In order to say bye-bye to her Florida compound, Adrienne Arsht is banking on someone committing to a very notable buy.
A grand Florida estate owned by the 79-year-old businesswoman and philanthropist has just listed for a sky-high $150 million, its listing brokerage told The Post — making the Coconut Grove spread the most expensive single-family property to ever hit the Miami-Dade County market.
The listing, first reported by the Wall Street Journal, is poised to set a Miami-area sales record, even if the estate trades hands for close to that mighty sum.
News of Arsht’s listing broke slightly more than a month after Miami saw its most recent record-breaking deal: the $75 million sale of a waterfront mansion on Star Island. Listed for $80 million in August 2021, the property won the title of priciest listing in the county, at the time.

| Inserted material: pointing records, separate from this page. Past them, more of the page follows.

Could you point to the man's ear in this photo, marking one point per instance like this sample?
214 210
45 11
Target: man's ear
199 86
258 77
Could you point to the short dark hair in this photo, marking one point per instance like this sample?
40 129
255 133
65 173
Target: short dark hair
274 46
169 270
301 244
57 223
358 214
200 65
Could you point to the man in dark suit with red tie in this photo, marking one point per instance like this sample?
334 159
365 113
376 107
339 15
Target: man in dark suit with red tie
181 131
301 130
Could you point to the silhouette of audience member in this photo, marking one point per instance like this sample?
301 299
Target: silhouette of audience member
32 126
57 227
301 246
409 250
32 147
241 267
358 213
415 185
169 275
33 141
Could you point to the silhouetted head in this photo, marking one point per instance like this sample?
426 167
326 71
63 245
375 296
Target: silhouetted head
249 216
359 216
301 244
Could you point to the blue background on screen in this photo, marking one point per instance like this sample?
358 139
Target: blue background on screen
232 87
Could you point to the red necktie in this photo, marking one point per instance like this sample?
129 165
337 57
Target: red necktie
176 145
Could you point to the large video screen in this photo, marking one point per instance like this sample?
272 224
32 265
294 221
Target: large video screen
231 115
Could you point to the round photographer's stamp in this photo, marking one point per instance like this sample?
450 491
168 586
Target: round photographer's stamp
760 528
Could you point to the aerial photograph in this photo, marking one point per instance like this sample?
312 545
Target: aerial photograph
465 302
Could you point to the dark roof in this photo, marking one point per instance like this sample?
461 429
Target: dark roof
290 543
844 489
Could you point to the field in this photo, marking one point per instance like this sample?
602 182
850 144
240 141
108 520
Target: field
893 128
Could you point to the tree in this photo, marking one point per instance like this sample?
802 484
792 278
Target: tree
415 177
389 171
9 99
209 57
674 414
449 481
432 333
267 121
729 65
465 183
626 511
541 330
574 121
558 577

Senior Vice President Ashley Cusack with Berkshire Hathaway HomeServices EWM Realty holds the listing. “This is a compound that invites prominence – one that is not only connected to Miami’s earliest roots, but now to the world’s future of finance, technology, and global conglomerates, all operating and conducting their business just minutes away from this exceptional time-honored property,” said Cusack in an official press statement. “Thanks to its refinement and world-class amenities, the Arsht Estate is a residence with absolute global appeal. Its setting and size will be a draw for the most sophisticated of buyers.”
In Coconut Grove, Arsht’s property overlooks Biscayne Bay. The grounds hold two homes. One of them, Villa Serena, is a Mediterranean-style home constructed for former presidential candidate and Secretary of State William Jennings Bryan in 1913. Indian Spring is the name of the other, which Arsht built about 20 years ago on land formerly owned by the Ziegfeld Follies star Peggy Hopkins Joyce and her millionaire husband James Stanley Joyce.
Arsht, 79, hails from Delaware and previously worked as a lawyer. She moved south to Miami from Washington, D.C., in the mid-1990s to run her family’s TotalBank, which sold to Banco Popular Español in 2007 for $300 million.
The two structures combined encompass some 25,000 square feet of living space, more than 4 acres of land and 400 feet of frontage along Biscayne Bay.
Arsht snagged her first parcel, the one where she eventually built Indian Spring, for $4 million in the late 1990s. She enlisted the help of Jose Gelabert-Navia, a former dean of the University of Miami School of Architecture, to design a five-bedroom home, which he finished in 1999. Its features include 20-foot ceilings and a formal dining room that seats 20 people.
“The sheer splendor of the Arsht Estate cannot be overstated,” added Ron Shuffield, CEO of Berkshire Hathaway HomeServices EWM Realty. “This is an extraordinary offering – a ‘unicorn’ for the market…one that simply cannot be duplicated.”
Villa Serena, meanwhile, had been on the market in 2007 — and a developer was planning to buy it, raze it and build several homes in its place. Arsht reportedly worked with local historians to give it a historical designation, then bought it for $12 million. Villa Serena took upwards of four years and several million dollars to restore. After work on it was completed in 2011, Arsht tapped the interior designer Tom Bendt to source period-appropriate decor, which included wicker rocking chairs.
Inside, Villa Serena has two staircases that lead to private sleeping quarters. There’s also a detached guest house above a three-car garage. (Indian Spring has a six-car garage below a two-bedroom, two-bathroom apartment.)
Elsewhere, the property has a lighted outdoor tennis court and a pool.
Arsht plans on donating the proceeds of this property’s sale to charity, though she isn’t clear which one(s) she’ll ultimately choose. She also plans on maintaining residence in Miami after the deal is done, though she splits her time between New York and Washington as well.